C’est dans ce contexte mémoriel renouvelé qu’émerge une seconde trace majeure de La Méduse, non plus issue des fonds marins, mais de l’histoire de l’art : la célèbre aquarelle de Théodore Géricault, Le Naturaliste Kumer devant le Roi Zaid. Cette œuvre exceptionnelle sera exposée à Ouadane, lors du Festival des Cités du Patrimoine, dont l’ouverture est prévue le 19 décembre 2025, sous l’égide de l’Association du Patrimoine de l’Adrar (APA).
Longtemps méconnue du grand public, cette aquarelle constitue le seul témoignage iconographique tangible sur la Mauritanie du début du XIXᵉ siècle. Elle représente la rencontre entre Adolf Kumer, savant saxon parlant arabe et rescapé de La Méduse, et Amar Ould Mokhtar, émir du Trarza. L’œuvre restitue un échange intellectuel saisissant : l’émir, admirateur de Napoléon Bonaparte, s’enquiert de son sort, fait tracer une carte situant l’île d’Elbe et s’informe des grands événements du monde.

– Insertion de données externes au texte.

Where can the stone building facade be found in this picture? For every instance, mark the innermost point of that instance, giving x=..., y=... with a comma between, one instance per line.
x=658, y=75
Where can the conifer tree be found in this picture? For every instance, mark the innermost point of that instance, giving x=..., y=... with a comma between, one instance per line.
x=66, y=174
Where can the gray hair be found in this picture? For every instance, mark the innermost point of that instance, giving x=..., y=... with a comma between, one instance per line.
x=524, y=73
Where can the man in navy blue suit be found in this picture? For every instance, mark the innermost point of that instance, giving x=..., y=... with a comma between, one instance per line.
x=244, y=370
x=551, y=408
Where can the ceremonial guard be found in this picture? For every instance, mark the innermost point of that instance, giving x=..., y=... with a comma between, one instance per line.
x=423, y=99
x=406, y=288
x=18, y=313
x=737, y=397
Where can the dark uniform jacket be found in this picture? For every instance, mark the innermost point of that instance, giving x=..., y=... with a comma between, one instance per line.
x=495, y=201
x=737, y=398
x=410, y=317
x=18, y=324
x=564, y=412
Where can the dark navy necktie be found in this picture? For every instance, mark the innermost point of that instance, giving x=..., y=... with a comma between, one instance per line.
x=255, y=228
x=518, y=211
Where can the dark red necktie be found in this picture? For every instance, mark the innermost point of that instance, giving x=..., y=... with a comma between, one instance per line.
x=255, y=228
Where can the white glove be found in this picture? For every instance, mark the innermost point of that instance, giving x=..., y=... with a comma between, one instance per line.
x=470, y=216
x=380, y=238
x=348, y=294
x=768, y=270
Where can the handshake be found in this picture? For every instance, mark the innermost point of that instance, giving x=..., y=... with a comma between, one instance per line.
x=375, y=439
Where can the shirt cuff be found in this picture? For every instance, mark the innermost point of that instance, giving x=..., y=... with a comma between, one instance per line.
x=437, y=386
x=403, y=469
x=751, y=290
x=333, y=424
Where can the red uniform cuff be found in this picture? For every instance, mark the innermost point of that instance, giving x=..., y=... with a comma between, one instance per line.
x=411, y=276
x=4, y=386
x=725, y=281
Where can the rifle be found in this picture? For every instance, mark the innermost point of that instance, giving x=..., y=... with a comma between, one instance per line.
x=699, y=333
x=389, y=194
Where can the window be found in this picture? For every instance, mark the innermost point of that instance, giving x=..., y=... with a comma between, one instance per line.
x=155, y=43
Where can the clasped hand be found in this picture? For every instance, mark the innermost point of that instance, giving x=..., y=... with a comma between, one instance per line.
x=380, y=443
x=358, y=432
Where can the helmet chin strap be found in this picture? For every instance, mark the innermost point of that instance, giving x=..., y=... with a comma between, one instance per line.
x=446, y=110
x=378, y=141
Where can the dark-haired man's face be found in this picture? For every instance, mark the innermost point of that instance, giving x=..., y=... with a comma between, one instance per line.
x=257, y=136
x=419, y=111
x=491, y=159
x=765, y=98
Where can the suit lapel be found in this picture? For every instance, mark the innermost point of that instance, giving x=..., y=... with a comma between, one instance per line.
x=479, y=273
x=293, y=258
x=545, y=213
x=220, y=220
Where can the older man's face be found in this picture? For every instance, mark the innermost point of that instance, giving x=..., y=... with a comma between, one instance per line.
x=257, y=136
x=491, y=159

Les récits de Kumer témoignent d’un niveau culturel remarquable : des enfants sachant lire et écrire dès leur plus jeune âge, des membres de l’entourage princier ayant voyagé jusqu’en Égypte, et une hospitalité qui conduisit le savant sain et sauf jusqu’à Saint-Louis du Sénégal. L’aquarelle révèle ainsi une société ouverte, instruite et connectée aux dynamiques du monde musulman et méditerranéen.
Acquise en juin 2024 après un long parcours sur le marché de l’art, l’œuvre a été rapatriée en Mauritanie par Mohamed Mahmoud Ould Lekhal, dit Meyloud, homme d’affaires et acteur engagé de la préservation du patrimoine. Par ce geste, il inscrit l’art au cœur de la reconstruction de la mémoire nationale et rappelle que la culture demeure un levier essentiel de transmission et de souveraineté mémorielle.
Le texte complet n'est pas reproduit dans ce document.